Jerry Lee Wells

Personal information
- Born: January 18, 1944 Glasgow, Kentucky, U.S.
- Died: May 26, 2014 (aged 70) Glasgow, Kentucky, U.S.
- Listed height: 6 ft 1 in (1.85 m)

Career information
- High school: Ralph Bunche (Glasgow, Kentucky)
- College: Oklahoma City (1963–1966)
- NBA draft: 1966: 2nd round, 16th overall pick
- Drafted by: Cincinnati Royals
- Position: Guard

Career history
- 1966–1967: Muskegon Panthers
- Stats at Basketball Reference

= Jerry Lee Wells =

American basketball player

Jerry Lee Wells (January 18, 1944 – May 26, 2014) was an American professional basketball player. He played at Ralph Bunche High School in his hometown of Glasgow, Kentucky, and committed to play for the Oklahoma City Chiefs alongside high school teammate Charlie Hunter as the first two African-Americans to play for the Chiefs basketball team. Wells' scoring ability helped take the Stars to three consecutive NCAA tournament appearances. He led the Chiefs in scoring during his junior and senior seasons. Chiefs head coach Abe Lemons stated that, "for his size, [Wells was] as good as a player I've had in 10 years at OCU" and "an All-American if there ever was one".
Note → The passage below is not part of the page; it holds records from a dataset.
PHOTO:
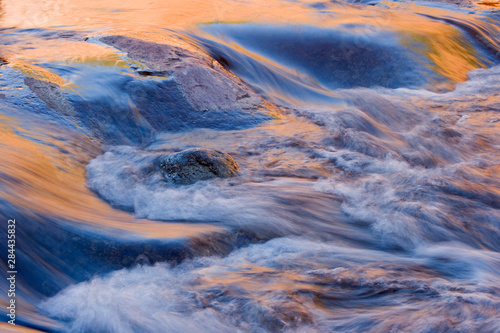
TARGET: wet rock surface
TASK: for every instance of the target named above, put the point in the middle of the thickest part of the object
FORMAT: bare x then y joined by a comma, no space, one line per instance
202,81
192,165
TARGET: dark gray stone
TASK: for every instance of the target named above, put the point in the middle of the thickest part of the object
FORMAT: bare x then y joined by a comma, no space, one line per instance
191,165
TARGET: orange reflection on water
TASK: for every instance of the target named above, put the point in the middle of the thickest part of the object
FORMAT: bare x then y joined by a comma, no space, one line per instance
43,180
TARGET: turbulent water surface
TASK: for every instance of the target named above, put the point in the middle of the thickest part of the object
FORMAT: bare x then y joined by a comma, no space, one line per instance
368,137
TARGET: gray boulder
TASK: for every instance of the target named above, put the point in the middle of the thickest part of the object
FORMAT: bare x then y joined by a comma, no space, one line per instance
191,165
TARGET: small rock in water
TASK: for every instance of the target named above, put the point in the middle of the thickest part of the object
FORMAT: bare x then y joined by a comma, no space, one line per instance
191,165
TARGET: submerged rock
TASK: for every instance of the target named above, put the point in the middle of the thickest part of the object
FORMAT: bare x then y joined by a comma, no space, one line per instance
191,165
202,81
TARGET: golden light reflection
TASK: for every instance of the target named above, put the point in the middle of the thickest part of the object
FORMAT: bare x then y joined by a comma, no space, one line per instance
43,180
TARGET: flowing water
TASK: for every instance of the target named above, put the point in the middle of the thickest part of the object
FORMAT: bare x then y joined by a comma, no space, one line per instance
369,196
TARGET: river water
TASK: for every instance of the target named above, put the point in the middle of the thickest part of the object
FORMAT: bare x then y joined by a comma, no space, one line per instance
369,194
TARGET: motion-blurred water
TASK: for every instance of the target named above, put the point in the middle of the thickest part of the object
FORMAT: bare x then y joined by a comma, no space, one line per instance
369,198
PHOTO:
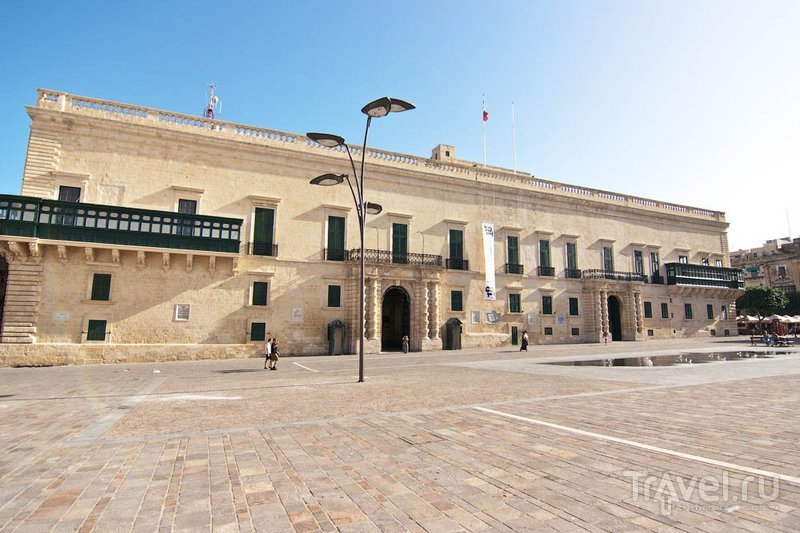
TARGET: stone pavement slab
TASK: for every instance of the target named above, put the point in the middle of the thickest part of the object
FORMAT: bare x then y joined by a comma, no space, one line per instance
447,441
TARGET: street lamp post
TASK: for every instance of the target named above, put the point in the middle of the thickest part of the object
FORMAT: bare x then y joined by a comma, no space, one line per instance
378,108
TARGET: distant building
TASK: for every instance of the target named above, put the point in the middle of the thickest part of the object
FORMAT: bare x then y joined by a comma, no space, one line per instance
776,264
144,234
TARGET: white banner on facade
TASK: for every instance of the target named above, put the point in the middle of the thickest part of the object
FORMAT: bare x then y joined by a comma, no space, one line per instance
489,289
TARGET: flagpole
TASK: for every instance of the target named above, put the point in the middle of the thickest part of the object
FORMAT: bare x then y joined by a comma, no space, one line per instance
514,136
484,130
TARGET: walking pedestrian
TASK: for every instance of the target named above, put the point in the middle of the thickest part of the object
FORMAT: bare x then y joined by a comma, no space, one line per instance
267,352
276,353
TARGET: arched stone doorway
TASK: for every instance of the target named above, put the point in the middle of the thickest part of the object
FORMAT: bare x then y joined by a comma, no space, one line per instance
396,318
614,318
3,283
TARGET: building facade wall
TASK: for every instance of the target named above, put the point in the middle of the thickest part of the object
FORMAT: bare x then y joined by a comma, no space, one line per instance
152,165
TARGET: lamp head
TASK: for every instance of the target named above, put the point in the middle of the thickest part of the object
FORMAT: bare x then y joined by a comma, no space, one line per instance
326,139
374,209
328,180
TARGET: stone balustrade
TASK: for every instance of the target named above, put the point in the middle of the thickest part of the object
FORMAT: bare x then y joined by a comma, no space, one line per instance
116,111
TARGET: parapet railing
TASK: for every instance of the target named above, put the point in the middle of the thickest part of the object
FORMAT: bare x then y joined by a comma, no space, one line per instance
125,112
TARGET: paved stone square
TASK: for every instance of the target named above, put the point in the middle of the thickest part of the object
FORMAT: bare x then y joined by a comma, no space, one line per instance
434,441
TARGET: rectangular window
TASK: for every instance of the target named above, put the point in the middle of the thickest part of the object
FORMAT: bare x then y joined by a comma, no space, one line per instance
608,259
101,287
547,305
544,253
573,307
96,330
456,244
456,301
334,295
263,230
182,312
638,262
260,291
513,250
69,194
187,207
399,243
572,256
258,331
514,305
335,239
654,263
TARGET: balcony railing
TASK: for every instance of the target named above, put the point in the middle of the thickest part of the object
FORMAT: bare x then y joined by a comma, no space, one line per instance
596,273
25,216
704,276
334,254
514,268
385,257
262,248
546,271
457,264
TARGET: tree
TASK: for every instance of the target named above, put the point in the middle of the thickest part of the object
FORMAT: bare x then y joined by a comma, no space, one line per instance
761,301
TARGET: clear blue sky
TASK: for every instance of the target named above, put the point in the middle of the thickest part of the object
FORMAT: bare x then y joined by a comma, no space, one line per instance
691,102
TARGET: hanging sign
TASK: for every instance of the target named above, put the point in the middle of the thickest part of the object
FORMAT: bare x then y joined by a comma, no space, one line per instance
489,288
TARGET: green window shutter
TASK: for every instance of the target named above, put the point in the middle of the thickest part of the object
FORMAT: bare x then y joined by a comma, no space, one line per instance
101,287
263,229
258,331
513,250
456,301
544,253
336,238
96,330
400,238
638,262
547,305
608,259
334,296
572,256
260,291
573,306
456,244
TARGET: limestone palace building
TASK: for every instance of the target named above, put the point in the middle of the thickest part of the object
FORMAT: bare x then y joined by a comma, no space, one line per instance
143,234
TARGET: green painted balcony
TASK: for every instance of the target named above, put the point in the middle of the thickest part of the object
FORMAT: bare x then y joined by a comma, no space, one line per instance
704,276
25,216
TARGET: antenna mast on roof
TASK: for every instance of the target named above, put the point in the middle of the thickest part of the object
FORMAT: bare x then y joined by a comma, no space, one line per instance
213,103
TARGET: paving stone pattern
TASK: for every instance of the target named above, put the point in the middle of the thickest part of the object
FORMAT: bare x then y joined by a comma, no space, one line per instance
228,446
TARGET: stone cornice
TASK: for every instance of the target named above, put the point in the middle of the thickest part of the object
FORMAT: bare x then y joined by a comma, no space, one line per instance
243,135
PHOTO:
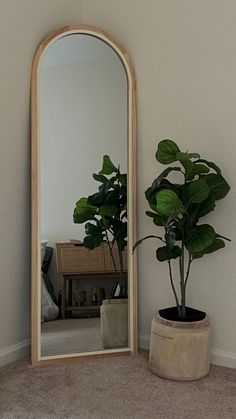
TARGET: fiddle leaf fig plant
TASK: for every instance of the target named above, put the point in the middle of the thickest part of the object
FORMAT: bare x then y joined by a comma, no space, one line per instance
178,208
105,215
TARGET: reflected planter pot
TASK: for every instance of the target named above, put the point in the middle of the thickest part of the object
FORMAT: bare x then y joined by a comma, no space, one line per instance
114,323
180,351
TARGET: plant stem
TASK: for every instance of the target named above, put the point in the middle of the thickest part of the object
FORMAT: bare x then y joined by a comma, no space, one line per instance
123,291
173,288
111,252
188,269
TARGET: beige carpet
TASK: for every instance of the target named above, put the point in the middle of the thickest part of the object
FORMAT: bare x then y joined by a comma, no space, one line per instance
71,336
116,388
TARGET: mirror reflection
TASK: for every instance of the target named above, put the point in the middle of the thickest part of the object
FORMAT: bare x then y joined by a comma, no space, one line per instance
83,205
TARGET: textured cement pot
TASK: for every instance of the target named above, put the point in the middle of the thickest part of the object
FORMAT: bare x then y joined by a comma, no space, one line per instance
180,351
114,323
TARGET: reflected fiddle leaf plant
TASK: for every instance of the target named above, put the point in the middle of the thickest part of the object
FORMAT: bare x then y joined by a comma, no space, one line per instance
105,215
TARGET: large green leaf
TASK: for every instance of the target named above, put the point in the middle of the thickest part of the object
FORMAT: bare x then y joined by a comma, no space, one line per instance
187,165
163,253
157,182
166,151
108,167
83,211
168,203
198,191
96,199
216,245
199,238
197,170
217,185
99,178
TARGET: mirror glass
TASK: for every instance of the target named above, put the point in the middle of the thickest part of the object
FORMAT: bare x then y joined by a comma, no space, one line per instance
83,149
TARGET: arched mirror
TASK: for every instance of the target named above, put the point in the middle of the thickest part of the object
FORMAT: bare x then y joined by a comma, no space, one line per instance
83,197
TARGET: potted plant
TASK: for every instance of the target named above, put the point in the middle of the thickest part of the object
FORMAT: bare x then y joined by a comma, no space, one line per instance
180,337
105,216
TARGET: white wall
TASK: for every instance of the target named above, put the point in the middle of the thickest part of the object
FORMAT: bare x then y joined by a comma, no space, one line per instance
184,53
23,24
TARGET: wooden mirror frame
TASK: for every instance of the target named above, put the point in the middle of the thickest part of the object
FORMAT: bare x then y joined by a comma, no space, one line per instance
35,197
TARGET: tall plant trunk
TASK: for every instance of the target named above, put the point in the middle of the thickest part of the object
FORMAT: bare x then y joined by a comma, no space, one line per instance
123,287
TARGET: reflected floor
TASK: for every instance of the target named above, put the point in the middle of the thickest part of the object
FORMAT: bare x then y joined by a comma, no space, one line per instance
71,336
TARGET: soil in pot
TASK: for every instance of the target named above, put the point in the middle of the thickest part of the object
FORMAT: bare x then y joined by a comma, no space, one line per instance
192,315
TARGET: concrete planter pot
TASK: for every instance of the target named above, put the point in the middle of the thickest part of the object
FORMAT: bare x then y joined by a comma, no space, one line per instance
180,351
114,323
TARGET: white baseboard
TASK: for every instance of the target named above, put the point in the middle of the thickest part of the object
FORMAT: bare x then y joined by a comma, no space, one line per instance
14,352
218,357
223,358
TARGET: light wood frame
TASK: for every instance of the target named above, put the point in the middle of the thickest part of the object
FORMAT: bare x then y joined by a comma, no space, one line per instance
35,198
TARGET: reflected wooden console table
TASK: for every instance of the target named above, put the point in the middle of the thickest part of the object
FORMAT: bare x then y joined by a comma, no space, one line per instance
74,261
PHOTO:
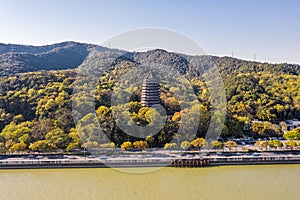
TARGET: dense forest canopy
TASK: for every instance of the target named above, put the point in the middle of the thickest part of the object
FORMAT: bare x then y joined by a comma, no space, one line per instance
36,106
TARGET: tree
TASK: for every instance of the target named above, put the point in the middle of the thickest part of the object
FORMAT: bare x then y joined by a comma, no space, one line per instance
170,146
216,144
57,139
108,145
140,144
275,144
126,146
2,147
40,145
292,135
230,144
21,146
291,144
40,128
261,144
150,140
185,145
199,143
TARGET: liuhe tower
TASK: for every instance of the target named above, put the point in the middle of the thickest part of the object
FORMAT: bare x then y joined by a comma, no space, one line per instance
150,91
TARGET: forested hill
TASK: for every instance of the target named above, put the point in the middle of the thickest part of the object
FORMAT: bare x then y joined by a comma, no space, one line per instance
22,58
16,59
36,106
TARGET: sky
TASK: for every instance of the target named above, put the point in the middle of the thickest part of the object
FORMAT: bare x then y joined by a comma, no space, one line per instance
261,30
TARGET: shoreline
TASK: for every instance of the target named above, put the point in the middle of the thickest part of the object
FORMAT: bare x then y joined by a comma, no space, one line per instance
118,162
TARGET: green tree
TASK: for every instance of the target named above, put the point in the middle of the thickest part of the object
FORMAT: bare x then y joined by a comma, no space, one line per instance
140,144
21,146
275,144
170,146
230,144
261,144
40,145
292,135
126,146
216,144
185,145
199,143
291,144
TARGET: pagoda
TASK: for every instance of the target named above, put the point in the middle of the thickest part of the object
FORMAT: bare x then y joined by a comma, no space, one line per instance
150,91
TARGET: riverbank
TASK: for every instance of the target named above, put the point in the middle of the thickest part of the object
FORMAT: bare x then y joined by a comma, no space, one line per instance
137,160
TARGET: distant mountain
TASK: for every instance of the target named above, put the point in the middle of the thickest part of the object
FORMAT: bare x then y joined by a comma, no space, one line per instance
16,59
22,58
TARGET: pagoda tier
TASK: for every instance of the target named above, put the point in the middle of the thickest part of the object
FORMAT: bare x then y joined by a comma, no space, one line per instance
150,91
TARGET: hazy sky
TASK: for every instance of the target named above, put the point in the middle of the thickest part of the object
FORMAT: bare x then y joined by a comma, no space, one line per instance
268,28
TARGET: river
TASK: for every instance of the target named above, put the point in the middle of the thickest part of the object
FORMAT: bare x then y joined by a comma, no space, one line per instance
226,182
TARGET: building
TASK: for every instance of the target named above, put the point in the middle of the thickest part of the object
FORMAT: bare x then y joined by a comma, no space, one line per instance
150,91
292,124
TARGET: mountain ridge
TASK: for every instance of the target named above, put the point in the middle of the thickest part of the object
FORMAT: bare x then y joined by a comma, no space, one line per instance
15,58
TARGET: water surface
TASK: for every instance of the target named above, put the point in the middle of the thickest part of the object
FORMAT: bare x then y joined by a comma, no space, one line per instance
227,182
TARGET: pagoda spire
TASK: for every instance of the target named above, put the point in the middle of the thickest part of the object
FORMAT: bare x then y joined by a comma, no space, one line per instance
150,91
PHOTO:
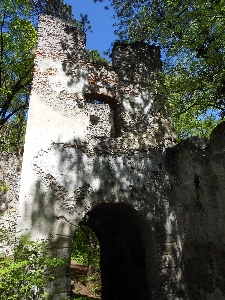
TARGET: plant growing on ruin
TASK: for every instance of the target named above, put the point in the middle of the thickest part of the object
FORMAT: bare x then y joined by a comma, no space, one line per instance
85,248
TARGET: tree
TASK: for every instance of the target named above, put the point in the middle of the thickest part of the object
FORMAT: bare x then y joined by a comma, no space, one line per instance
191,36
18,35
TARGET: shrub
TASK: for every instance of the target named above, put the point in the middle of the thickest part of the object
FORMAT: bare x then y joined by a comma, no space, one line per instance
25,274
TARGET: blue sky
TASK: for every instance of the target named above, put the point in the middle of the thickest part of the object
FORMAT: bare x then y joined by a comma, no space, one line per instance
101,23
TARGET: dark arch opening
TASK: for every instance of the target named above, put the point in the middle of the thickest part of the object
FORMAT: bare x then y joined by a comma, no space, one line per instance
123,260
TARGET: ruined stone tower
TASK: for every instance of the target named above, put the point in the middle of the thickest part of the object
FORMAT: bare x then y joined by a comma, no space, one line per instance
99,150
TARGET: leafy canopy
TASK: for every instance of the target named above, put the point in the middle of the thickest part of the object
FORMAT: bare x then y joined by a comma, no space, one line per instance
191,35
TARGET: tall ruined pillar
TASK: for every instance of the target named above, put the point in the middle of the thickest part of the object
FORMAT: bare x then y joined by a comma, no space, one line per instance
95,147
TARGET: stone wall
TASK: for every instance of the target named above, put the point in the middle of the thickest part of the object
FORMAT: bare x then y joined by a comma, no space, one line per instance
156,208
10,173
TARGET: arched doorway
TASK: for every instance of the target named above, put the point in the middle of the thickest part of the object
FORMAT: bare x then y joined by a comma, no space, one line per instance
123,247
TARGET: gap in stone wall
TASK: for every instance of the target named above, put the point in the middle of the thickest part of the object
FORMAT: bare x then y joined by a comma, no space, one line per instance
102,115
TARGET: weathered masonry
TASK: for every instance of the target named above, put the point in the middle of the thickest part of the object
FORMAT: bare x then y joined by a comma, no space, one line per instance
100,150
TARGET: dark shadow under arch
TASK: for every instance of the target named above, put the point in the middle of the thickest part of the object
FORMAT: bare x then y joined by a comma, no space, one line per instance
123,247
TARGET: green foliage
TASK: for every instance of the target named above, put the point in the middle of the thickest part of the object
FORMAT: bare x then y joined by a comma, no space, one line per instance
191,36
25,274
95,56
3,186
17,41
12,134
80,247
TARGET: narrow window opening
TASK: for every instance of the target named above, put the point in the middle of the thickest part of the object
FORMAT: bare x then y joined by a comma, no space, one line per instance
102,111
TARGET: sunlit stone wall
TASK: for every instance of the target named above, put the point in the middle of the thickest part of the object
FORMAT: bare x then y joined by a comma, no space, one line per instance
70,168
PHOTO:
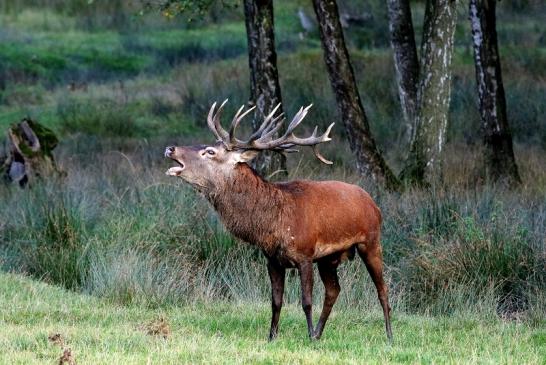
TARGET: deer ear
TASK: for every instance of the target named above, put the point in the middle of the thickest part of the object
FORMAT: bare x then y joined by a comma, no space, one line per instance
246,155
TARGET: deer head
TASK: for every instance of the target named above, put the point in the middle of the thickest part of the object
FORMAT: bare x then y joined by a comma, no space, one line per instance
207,166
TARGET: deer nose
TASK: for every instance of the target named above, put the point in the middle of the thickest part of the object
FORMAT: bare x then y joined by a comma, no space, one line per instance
169,151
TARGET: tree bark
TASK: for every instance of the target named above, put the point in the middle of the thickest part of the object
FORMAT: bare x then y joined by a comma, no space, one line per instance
265,91
369,161
500,163
28,153
406,62
434,93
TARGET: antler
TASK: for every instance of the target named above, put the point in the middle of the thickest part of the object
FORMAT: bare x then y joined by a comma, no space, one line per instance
261,139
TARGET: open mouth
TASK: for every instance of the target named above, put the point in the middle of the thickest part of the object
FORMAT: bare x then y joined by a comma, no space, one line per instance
176,170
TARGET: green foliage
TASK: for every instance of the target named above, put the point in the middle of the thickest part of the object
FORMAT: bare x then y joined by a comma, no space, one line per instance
97,331
48,239
103,118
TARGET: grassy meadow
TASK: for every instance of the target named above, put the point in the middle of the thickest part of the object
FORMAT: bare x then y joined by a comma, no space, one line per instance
104,253
97,331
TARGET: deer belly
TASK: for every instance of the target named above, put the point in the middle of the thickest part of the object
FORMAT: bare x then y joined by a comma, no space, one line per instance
327,248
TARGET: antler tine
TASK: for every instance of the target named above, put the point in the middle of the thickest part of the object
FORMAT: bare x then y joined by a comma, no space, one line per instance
235,123
211,124
267,123
224,136
270,132
321,157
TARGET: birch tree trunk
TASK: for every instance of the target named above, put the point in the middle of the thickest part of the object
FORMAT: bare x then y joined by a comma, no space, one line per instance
265,91
434,93
406,62
500,163
369,161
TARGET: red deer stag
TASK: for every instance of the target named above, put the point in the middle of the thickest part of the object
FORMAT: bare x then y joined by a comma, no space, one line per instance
294,223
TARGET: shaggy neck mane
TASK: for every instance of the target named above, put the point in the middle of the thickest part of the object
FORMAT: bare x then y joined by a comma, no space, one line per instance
251,208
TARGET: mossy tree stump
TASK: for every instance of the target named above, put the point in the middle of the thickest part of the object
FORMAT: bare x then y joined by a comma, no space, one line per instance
28,153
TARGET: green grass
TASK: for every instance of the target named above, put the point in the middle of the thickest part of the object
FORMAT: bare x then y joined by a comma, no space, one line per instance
98,332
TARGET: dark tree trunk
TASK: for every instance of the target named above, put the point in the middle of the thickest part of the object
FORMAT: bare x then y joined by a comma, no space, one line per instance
500,163
265,91
369,161
28,153
405,60
434,93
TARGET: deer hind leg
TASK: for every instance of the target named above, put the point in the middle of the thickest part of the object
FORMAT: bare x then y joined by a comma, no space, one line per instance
306,276
277,276
328,275
372,256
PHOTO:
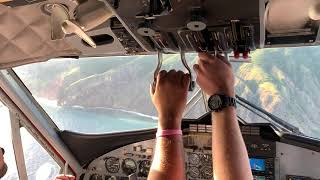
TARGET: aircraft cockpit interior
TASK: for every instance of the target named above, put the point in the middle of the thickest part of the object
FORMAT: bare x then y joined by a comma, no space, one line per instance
74,74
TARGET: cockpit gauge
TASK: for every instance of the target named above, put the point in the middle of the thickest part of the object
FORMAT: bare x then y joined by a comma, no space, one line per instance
206,159
207,172
144,168
96,177
112,164
129,166
194,158
194,172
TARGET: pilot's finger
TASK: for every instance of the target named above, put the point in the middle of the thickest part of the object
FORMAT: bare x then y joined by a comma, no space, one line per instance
224,60
161,75
180,76
186,80
196,68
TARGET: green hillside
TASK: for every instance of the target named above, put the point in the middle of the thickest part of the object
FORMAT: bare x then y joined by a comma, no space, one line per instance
282,81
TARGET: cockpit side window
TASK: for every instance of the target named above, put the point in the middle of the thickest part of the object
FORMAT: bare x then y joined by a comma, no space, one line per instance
39,164
6,144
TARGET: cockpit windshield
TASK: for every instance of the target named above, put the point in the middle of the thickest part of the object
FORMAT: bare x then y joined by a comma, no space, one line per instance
108,94
100,94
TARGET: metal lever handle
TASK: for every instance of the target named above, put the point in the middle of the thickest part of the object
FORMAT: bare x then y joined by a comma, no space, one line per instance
158,68
185,64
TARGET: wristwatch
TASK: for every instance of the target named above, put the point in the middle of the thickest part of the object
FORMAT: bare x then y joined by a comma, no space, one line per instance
217,102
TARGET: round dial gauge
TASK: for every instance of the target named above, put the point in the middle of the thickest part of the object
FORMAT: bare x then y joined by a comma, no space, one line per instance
112,164
206,159
194,172
207,172
144,168
129,166
95,177
194,158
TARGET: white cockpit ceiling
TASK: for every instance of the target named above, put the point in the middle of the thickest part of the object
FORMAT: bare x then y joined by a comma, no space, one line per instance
25,37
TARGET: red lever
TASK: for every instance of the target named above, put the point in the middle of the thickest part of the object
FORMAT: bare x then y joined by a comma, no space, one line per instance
236,54
245,55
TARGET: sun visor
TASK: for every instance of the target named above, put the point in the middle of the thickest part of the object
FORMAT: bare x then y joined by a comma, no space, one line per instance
25,37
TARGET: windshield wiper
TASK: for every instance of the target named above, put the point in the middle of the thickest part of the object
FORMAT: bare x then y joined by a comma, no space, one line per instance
271,117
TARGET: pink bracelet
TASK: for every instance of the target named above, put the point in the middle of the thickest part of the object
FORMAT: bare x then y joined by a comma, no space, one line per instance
168,132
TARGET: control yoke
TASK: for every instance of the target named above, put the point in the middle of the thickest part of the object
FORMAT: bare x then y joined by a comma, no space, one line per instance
185,64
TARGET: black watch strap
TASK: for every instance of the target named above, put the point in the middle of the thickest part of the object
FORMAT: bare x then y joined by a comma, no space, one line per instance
218,102
228,101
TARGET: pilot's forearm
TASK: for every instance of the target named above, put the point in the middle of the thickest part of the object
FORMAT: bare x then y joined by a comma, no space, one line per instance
230,155
168,160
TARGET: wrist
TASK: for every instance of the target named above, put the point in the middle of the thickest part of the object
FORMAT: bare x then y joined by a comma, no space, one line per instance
230,110
169,122
224,91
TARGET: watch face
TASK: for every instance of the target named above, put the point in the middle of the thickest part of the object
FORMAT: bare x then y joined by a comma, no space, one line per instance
215,102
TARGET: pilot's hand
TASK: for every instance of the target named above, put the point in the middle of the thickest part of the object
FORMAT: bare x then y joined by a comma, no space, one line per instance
214,75
169,96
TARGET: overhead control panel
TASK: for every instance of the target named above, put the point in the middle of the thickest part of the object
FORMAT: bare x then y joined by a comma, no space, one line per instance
221,26
131,27
192,26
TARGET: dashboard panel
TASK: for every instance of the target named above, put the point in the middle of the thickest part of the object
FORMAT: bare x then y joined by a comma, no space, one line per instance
133,161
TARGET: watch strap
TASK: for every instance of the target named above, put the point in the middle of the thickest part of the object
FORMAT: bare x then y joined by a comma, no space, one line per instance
226,101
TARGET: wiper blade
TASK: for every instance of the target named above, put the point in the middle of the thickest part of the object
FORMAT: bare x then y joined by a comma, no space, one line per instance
272,117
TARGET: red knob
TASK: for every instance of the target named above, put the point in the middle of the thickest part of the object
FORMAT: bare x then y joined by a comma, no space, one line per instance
236,54
245,55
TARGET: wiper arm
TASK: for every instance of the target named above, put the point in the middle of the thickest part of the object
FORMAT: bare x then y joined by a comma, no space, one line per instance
272,117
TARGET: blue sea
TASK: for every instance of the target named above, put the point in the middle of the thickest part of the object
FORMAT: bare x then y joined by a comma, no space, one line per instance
40,166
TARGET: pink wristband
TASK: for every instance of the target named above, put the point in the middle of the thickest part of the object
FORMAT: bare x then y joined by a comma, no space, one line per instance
168,132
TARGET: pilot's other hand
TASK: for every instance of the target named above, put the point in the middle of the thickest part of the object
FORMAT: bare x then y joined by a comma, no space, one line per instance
214,75
169,96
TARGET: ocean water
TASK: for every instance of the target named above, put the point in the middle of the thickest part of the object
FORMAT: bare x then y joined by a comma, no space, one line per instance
40,166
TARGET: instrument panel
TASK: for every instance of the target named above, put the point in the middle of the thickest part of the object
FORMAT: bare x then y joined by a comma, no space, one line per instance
134,161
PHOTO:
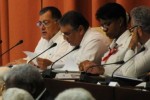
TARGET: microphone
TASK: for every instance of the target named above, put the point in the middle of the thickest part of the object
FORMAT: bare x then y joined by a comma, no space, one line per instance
48,73
141,50
1,41
20,42
53,45
94,78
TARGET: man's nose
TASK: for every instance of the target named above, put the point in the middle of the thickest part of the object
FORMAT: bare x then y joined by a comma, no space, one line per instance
42,27
65,38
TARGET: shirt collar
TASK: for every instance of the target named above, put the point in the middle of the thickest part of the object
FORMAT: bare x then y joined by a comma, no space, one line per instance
123,37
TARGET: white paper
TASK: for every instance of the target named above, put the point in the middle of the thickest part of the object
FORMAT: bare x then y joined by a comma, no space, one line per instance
70,65
31,55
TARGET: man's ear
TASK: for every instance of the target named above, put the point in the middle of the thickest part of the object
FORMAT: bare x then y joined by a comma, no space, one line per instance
81,30
140,31
120,21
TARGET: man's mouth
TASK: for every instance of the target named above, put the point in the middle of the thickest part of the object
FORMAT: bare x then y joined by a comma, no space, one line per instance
44,33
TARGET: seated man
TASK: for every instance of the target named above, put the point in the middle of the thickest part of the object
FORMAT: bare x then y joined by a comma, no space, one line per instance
140,64
114,23
27,77
78,33
49,27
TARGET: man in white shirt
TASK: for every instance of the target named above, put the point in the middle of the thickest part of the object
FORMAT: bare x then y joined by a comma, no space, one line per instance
140,64
50,33
77,32
115,26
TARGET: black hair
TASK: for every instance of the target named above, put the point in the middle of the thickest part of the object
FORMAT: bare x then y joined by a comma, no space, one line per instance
75,19
111,11
56,14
Wells was selected by the Cincinnati Royals as the 16th overall pick in the 1966 NBA draft but he never played in the National Basketball Association (NBA). He was drafted into the U.S. Army in 1966. Wells played for the Muskegon Panthers of the North American Basketball League (NABL) from 1966 until the team folded five games into the 1967–68 season.

Wells was inducted into the Oklahoma City Stars Hall of Fame in 1986.